The pattern is “use AI where it adds value; hand-write where it doesn’t or where careful authorship matters.”

A specific example

I refactored a payment retry system recently. AI tools could have written most of it.

I chose to hand-write:

  • The retry policy interface (architectural)
  • The error classification logic (subtle business rules)
  • The exponential backoff math (small but critical)

I let AI generate:

  • The Stripe API integration boilerplate
  • The tests for the policy
  • The logging instrumentation
  • The documentation comments

About 30% hand-written, 70% AI-assisted. The 30% is the part that matters.

If I’d let AI write all of it, the implementation would have been generic. The retry policy would have been a typical exponential-backoff-with-jitter — fine in general, not optimal for our specific case.

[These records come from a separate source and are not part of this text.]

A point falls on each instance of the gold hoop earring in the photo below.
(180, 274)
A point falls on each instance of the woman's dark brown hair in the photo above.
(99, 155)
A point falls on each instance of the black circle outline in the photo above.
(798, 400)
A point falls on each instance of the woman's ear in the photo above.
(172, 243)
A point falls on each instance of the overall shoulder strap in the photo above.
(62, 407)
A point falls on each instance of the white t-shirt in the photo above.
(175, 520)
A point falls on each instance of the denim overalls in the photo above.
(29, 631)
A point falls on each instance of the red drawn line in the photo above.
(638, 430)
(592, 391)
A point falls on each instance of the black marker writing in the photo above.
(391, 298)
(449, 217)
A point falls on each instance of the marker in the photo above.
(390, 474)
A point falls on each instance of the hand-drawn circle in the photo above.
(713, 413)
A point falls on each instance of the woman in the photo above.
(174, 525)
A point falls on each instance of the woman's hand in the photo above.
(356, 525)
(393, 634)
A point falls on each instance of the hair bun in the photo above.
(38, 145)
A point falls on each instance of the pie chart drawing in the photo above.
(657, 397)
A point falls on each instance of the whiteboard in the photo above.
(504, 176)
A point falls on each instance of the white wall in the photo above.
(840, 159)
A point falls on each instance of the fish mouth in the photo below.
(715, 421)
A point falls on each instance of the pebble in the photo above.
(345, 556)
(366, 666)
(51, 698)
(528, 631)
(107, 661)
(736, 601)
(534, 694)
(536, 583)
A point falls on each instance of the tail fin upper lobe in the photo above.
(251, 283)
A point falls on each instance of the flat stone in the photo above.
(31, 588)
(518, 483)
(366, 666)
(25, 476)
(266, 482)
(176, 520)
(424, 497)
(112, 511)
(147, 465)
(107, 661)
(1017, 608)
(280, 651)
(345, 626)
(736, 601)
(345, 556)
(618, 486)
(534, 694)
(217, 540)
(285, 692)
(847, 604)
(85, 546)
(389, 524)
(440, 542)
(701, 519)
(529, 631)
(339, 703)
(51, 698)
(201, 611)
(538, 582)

The error classification would have been generic — fine for typical APIs, missing our specific failure modes.

The result of my split: a system that fits our needs and was efficiently implemented around the careful core.

The teaching point

For engineers thinking about how to use AI tools:

The skill isn’t “use AI for everything.” It’s “know what to write yourself.”

For most people, this skill develops gradually. Notice when AI’s output is generic where it shouldn’t be. Notice where you find yourself rewriting AI suggestions extensively. These are signals that you should have hand-written.

Over time, you develop intuition: “this part needs me; this part doesn’t.” The AI’s productivity gains apply where they apply; you keep your fingers on the parts that matter.

A measurable signal

If you find yourself constantly rewriting AI suggestions, you might be using AI for things you should write directly. The friction of correction may exceed the benefit of generation.

If you find yourself accepting AI suggestions without much review, you might be missing the parts where careful authorship matters. The lack of friction may indicate insufficient attention.

The right balance varies by task. Pay attention to the friction. Use it as a signal.

Closing

The “AI generates everything” narrative is incomplete. The reality, for engineers using AI tools well, is more nuanced. Some code benefits from generation; some benefits from authorship.

Knowing which is which is one of the underrated skills of effective AI-assisted engineering. It’s not “use AI more” or “use AI less.” It’s “use AI deliberately.”

For engineers wondering if you’re using AI well: notice the categories above. Are you hand-writing the parts where authorship matters? Are you AI-generating the parts where speed matters? The split is the skill.

Hand-writing isn’t a step backward. It’s a deliberate choice for parts of work where it adds value. AI tools enable this — they handle the bulk so you can focus your attention on the parts that earn it.